By creating an Interactive learning experience in the online world students will learn the critical thinking skills they need to have in our globalized world.
Here is the first of six posts on some ideas of how I feel this can be done. :-)
There are a number of ways to teach in the online world. Some programs are credit retrieval, others are expanded correspondence courses, and still others ask the student to do some thematic activities. Another exciting way to teach is to have teachers and students do highly interactive online/real-world learning experiences. This type of teaching allows us to do more than just teach using minimal learning experiences for our students. It gives us the opportunity to challenge students to learn the material by touching all levels of learning. In this type of learning environment it allows us to expect more of our students.
Here are some ideas on how to deliver this exciting type of learning and an overview of what some of the possibilities are in our learning in the 5 POINTS of the STAR blended and online learning environment, later posts will define each of these ideas in detail. In order to have the students become highly engaged in their own learning and take the time to be better students it is necessary to shift into a different paradigm of learning. It is important to create an educational setting that allows the student to explore and engage in multiple levels of learning. To create this type of student engagement in the online world a student should have five very highly interactive experiences: student-to-student, student-to-teacher, student-to-material, student-to-community, and student-to-technology. If an online program/class is able to build this type of learning experience the student will have one of the most exciting and memorable educational encounters of their career.

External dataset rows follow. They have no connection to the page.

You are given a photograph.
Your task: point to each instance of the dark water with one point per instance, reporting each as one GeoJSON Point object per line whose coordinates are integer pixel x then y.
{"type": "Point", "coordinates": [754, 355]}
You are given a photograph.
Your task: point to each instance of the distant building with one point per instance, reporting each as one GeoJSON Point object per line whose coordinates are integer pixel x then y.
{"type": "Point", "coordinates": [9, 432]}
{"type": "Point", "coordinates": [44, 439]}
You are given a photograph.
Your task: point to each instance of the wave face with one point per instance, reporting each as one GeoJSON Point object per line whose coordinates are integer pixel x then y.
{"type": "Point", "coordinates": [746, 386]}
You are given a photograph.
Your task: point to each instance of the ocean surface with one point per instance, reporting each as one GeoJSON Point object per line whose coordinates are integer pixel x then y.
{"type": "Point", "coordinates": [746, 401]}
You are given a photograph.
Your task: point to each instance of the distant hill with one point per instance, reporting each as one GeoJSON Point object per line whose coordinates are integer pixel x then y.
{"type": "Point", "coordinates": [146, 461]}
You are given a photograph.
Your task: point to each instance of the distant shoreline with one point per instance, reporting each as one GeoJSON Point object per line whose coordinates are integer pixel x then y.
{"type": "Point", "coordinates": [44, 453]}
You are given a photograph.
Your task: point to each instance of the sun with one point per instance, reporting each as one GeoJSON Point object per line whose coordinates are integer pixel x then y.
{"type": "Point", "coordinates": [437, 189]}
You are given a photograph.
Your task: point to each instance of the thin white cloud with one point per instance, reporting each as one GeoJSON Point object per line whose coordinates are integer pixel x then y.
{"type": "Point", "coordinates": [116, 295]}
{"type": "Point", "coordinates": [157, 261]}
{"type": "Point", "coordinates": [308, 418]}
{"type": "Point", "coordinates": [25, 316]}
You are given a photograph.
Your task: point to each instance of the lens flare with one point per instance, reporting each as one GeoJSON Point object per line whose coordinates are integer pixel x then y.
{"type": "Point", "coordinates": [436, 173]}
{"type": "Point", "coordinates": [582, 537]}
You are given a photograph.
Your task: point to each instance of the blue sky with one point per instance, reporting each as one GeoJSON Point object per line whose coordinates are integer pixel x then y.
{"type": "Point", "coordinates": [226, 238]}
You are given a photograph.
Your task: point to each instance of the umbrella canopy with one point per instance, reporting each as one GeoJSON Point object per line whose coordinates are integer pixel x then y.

The best type of learning to develop each of these ideas is to have the student do some type of inquiry-based, project-based, or problem-based learning. These types of learning are not isolated classroom experiences but cross-curricular ones. For example, the work might be developed using a thematic structure that is organized and developed by the teaching staff and allows students to work toward their own projects or activities too. Combining the real-world resources, activities and the online experiences are some of the most valuable lessons a student can do. High to low-level students can master key interactive fundamentals if given the chance. Many times it is not bad to have cross-curricular themes for the younger students to work through in order to learn how to do the variety of learning projects.
It is an important part of interactive distance learning to ask students to actually master the content and do real-world activities. When a student must mentally, emotionally, and physically touch the material they learn the real skills that they will be able to use as a member of their academic and real-world future. If a student must use all of the academic disciplines to do their work and produce a product that has to be viewed, reviewed and restructured it forces them to learn all of the major academic skills they will use later in their lives.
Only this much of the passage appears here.